WASHINGTON – Massachusetts Sen. Elizabeth Warren said Sunday that a proposal by Congress to dismantle the Federal Deposit Insurance Corporation (FDIC) Insurance cap An option from its current $250,000 limit that “must be on the table now” as lawmakers debate how to respond to the rapid collapse of the two banks earlier this month.
“I think lifting the FDIC insurance cap is a good move,” Warren said in an interview with “Face the Nation.” “Now the question is where is the right number of withdrawals? But recognize that we have to do it, because these banks are not regulated, and if we lift the cap, we need to – or rely more on regulators to do their job.”
The Democratic senator said the key question for Congress to act on is where to set the insurance cap for FDIC deposits.
“Is it 2 million dollars? Is it 5 million dollars? Is it 10 million?” she said. “Small businesses have to rely on them getting money to make payroll, to pay utility bills. Nonprofits have to be able to do that. These are not people who can investigate the safety and soundness of their personal banks. That’s what regulators are supposed to do.”
Warren declined to say whether he is talking to the White House about plans to raise FDIC insurance levels above its $250,000 cap, but said “it’s one of the options on the table right now.”
sudden Silicon Valley Bank closed March 10, followed by The collapse of the Signature Bank of New York Days later, federal banking regulators were sent to shore up the banking system and reassure Americans they could trust the financial system.

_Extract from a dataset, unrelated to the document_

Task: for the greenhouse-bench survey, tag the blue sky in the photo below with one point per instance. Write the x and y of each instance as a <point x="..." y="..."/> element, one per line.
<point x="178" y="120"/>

As part of Emergency measures from the Biden administration It was to ensure that all depositors with accounts at Silicon Valley Bank would have access to all their funds. The Federal Reserve also established a new lending facility to help financial institutions meet the needs of depositors.

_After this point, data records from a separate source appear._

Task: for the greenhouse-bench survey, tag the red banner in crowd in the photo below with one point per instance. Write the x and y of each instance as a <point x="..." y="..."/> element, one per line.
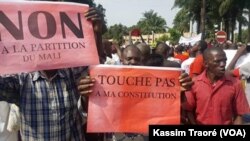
<point x="129" y="98"/>
<point x="45" y="35"/>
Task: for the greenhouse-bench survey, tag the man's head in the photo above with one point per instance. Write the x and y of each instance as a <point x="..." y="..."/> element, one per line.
<point x="215" y="62"/>
<point x="202" y="46"/>
<point x="131" y="55"/>
<point x="162" y="49"/>
<point x="145" y="50"/>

But the collapse of the two banks has put renewed scrutiny on top banking regulators, including Federal Reserve Chair Jerome Powell.
Warren said Sunday that regulators and the executives of these banks should be held accountable, and specifically criticized the Fed and Powell, who he said is “a dangerous person to be in this position.”

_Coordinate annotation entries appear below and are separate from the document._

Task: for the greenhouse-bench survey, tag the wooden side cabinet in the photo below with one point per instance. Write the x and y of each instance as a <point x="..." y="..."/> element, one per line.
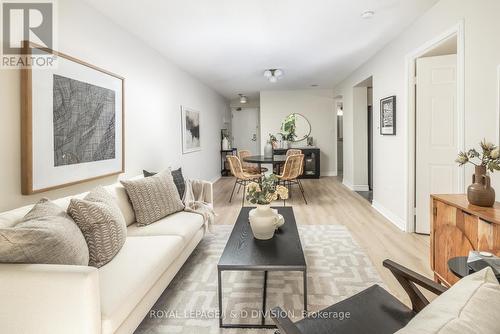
<point x="458" y="227"/>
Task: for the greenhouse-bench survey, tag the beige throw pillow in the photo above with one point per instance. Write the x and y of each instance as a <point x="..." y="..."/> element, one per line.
<point x="46" y="235"/>
<point x="153" y="197"/>
<point x="470" y="306"/>
<point x="102" y="224"/>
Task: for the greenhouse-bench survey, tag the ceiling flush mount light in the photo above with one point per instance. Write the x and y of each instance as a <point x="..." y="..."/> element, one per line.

“We need accountability for the regulators who have obviously botched the job, and that starts with Jerome Powell, and we need accountability for the executives of these large financial institutions,” Warren said. “Look, Gary Baker and the others who blew up these banks should have claws.”
The Massachusetts senator also said he lacks confidence in San Francisco Fed President Mary Daly, after public disclosures in early December indicated there were problems with the Silicon Valley bank.
“The Fed should have acted, but the San Francisco Fed and the Federal Reserve Bank,” he said. “Remember the Federal Reserve Bank and Jerome Powell are ultimately responsible for overseeing and overseeing these banks. And they’ve made it clear that they think their job is to ease regulation on these banks. We’ve seen the results now.”
Warren said Powell should “turn 180 degrees and put these banks under more scrutiny,” and Congress tighten banking regulations.
“This whole part of the bank has been regulated for five years now. And when you lift the hood, people are very concerned about what’s under the hood, because the regulators have obviously not been on top of their job,” he said. “That’s why I’m calling now for changes to the Fed’s regulatory approach and for changes in Congress so that we return authorization to ease those regulations.”
Warren separately on Sunday called for an independent investigation into the bank and regulatory failures and requested the inspectors general of the Treasury, the FDIC and the Federal Reserve to provide a preliminary report to Congress within 30 days.